Remembering the caf this well is a big deal, because I have forgotten almost all of the day-to-day texture of my childhood. I remember the general shape of things, I remember critical incidents, and I remember people, but, for instance, I don't know at all what the inside of the apartment I lived in from 1992 to 1995 looked like. I'm pretty sure that [name changed 2]'s backyard butted against the hiking trails with trees spray-painted bright fluorescent colors for the old folks' home nearby, but it's possible those hiking trails were next to a neighborhood I lived in during high school.

And there's so much I can't resolve. My friend Delilah lived in a trailer, but she lived on the street I walked across to get to the bus stop, which makes no sense, because it was houses on that road. What kind of bike did I have in those years? I know I had one, but I don't remember it. Was it the gray ten-speed? Could I have been tall enough for that bike when I was 12? I know I was best friends with Jaison, but how was I also best friends with [name changed 3] before she dumped my ass for the popular girls? Jaison and [3] didn't have a thing to do with each other, socially.

It's baffling, memory work, for someone with a terrible memory.

Friday, December 11, 2015

It Was in the Bleak December

The word I learned (evidently not well) in Dr. Haake's class that I tried and failed to remember in order to use it for this blog post was "crots". I knew it would be a good pun to title the post "Blood Crots" but I could not remember the word in order to form the pun. Neither could a classmate. Now I will never forget it.

It means teeny little fragments of prose, like the ones in that post. Or this post, the one that follows this crot.

--

From the story I was working on this week: "She sobs as if sobbing is screaming."

--

I stopped spending approximately half of my free time on Facebook shortly after Thanksgiving. This time was equal parts socializing, reading interesting articles friends had linked, and pointless noodling.
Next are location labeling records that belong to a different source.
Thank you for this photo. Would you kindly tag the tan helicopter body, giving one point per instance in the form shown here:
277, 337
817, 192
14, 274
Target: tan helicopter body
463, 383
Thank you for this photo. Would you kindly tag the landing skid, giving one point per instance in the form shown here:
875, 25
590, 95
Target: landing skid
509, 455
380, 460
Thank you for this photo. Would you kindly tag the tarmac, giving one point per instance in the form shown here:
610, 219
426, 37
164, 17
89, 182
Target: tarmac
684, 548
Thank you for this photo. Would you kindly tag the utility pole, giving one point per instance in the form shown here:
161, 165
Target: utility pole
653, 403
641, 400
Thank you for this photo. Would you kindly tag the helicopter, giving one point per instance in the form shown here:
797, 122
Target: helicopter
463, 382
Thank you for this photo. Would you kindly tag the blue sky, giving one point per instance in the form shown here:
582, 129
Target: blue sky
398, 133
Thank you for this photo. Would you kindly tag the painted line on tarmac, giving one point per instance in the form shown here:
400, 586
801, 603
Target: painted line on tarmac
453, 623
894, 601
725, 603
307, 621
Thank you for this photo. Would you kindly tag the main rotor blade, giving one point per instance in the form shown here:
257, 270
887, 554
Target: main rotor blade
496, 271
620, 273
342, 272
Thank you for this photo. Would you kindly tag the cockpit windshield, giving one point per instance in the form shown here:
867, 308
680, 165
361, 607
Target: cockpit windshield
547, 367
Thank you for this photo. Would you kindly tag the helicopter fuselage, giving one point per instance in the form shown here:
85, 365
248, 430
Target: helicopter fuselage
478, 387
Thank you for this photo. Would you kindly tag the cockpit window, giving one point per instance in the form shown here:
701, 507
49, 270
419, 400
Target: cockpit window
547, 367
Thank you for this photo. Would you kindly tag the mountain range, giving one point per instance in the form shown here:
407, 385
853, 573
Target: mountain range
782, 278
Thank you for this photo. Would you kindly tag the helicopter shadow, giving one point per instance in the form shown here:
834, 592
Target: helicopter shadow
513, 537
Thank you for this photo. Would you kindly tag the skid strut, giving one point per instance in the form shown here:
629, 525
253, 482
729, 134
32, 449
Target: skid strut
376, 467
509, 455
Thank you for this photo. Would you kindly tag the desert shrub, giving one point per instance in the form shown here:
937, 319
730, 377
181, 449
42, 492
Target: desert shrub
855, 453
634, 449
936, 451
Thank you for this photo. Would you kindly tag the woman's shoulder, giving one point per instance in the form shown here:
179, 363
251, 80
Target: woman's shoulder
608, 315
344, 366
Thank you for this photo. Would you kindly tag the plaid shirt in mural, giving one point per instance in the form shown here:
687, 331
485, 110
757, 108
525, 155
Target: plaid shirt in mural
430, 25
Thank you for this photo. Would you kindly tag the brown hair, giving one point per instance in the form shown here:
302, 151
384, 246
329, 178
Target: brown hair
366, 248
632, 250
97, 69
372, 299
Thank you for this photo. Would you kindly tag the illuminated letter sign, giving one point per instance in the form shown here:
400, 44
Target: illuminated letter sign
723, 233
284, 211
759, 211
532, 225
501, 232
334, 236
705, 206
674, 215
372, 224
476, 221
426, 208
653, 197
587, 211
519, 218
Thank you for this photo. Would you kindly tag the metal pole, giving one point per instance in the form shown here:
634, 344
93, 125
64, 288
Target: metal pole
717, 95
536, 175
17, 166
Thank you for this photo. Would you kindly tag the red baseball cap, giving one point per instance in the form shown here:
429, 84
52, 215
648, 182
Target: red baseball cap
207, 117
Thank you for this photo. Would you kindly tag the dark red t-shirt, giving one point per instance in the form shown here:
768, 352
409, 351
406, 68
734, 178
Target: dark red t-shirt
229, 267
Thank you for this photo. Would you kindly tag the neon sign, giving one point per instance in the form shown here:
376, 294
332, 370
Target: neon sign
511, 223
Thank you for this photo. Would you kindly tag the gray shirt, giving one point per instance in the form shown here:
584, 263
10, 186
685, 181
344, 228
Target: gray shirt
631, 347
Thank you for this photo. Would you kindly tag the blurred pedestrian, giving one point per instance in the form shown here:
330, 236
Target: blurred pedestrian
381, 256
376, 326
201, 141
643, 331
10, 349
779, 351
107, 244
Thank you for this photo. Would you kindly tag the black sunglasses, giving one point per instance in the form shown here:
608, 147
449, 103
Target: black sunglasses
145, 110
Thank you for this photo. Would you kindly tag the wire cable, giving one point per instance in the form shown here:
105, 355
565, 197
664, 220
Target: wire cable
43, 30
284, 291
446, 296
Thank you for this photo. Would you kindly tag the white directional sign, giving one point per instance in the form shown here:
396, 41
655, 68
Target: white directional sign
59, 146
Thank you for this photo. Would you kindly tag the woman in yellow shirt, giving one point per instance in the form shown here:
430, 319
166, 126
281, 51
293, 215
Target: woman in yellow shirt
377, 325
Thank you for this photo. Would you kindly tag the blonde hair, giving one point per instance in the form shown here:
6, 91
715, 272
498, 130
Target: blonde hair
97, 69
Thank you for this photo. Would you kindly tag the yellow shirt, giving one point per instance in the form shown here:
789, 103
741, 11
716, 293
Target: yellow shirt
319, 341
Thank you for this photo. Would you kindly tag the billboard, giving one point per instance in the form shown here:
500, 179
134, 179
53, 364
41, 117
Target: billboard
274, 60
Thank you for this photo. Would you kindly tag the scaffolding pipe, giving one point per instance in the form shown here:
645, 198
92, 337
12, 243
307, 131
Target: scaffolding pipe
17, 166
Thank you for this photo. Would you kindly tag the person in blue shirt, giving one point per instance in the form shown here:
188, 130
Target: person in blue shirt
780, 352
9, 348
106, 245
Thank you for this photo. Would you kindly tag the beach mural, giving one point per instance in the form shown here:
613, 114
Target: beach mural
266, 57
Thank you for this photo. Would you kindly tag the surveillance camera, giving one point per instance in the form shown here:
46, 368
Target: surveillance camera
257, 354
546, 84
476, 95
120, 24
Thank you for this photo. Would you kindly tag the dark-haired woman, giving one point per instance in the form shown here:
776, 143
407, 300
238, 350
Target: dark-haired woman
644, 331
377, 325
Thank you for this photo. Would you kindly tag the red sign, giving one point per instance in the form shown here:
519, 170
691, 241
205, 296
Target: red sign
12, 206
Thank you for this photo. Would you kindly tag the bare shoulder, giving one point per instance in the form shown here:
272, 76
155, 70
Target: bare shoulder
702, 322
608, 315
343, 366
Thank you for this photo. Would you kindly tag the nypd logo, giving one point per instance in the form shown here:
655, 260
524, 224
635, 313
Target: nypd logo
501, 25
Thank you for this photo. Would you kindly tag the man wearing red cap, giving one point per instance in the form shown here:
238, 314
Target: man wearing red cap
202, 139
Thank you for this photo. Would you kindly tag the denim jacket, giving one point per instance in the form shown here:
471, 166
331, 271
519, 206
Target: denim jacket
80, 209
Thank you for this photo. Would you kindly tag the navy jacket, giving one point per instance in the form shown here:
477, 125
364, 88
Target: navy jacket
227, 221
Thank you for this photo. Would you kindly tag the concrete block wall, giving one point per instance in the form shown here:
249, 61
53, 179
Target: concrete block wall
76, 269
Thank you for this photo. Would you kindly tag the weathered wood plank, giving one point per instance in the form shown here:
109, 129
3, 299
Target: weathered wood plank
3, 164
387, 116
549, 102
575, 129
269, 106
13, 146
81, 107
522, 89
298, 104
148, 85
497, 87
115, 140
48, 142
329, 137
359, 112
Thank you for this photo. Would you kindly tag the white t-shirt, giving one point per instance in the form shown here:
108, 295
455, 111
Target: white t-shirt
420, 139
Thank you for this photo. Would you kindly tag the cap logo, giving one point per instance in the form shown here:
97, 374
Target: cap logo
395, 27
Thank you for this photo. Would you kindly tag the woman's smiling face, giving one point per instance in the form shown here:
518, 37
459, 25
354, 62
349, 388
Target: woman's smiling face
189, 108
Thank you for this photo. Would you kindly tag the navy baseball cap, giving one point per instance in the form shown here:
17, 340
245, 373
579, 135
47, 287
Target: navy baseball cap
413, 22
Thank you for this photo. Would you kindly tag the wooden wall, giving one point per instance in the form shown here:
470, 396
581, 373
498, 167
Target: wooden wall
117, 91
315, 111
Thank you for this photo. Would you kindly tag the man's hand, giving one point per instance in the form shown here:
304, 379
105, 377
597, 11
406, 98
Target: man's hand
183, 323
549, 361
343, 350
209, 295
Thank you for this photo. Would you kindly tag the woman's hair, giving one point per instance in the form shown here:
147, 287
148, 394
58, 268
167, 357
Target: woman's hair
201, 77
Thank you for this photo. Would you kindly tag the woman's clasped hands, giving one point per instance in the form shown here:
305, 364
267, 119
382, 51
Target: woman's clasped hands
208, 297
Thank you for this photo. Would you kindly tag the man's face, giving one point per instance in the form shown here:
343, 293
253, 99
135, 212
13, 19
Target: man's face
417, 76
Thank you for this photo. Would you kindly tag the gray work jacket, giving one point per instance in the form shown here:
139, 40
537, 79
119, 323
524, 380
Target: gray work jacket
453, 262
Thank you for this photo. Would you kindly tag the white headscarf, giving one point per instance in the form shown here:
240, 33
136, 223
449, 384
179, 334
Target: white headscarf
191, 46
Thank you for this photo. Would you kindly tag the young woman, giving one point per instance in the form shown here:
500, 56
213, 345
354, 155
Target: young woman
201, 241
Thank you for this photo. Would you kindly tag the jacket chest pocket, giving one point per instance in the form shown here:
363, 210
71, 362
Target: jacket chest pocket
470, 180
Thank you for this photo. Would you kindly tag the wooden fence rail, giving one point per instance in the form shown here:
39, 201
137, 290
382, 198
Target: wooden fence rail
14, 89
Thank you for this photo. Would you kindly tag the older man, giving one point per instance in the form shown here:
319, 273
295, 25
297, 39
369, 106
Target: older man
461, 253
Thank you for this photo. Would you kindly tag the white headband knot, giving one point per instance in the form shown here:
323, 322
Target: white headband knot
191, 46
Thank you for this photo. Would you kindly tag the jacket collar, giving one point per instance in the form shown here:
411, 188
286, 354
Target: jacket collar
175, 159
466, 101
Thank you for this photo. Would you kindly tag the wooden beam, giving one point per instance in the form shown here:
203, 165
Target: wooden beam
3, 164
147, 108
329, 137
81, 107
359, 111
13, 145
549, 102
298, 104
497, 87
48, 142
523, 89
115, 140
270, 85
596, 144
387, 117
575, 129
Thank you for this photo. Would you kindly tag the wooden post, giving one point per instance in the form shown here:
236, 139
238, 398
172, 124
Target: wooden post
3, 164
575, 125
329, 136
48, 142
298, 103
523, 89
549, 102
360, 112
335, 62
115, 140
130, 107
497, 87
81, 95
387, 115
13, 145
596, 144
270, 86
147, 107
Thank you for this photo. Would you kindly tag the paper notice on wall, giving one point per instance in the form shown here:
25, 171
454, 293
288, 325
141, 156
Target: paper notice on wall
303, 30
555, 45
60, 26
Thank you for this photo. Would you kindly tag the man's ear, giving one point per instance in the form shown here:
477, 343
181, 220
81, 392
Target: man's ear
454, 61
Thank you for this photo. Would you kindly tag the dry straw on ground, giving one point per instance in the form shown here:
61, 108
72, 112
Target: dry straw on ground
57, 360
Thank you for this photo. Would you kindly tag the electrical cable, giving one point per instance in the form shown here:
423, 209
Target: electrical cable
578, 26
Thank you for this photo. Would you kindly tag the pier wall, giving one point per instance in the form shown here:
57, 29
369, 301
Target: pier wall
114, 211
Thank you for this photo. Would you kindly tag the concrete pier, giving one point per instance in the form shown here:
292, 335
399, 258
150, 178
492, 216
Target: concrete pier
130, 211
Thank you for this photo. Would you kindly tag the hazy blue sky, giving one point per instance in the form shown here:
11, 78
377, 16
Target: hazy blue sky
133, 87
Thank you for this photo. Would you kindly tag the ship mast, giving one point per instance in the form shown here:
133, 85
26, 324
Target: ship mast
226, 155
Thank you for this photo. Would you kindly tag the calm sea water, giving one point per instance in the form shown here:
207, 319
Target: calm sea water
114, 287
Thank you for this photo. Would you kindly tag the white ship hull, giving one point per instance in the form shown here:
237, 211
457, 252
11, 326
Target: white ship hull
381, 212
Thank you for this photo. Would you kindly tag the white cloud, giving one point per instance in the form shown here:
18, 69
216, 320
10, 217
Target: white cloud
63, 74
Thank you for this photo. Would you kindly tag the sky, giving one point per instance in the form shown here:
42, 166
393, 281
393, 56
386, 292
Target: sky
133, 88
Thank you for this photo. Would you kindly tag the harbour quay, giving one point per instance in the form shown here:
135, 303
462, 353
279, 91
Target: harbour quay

Now I look at Facebook ~once a day, not scrolling much, not clicking on much. I miss the socializing, badly, but here are the reasons I quit:
  • Politicians' faces, when even the people posting don't like the politician promoted
  • Vitriol 
  • Sarcasm 
  • Constant observation of war 
  • Constant observation of violent death 
  • Advertisement-laden new-agey bullshit standing in for sincere assistance
  • Opinionatedness when, honestly, it does not matter, because you will not change anyone's mind, and you're going to change your own mind anyway when a new research study comes out next year 
And every time I check in, on those once-a-day-or-so occasions, I see all these things before I've even spent five minutes. I feel more uneasy about Facebook and what I hope to get out of it than I ever have. Surely I can't just take off from it until the election is over? Or until ISIS is wiped out? Or until school shootings stop? Because those are all hamster wheels that do not stop turning when their inducements end. There is always more to chase.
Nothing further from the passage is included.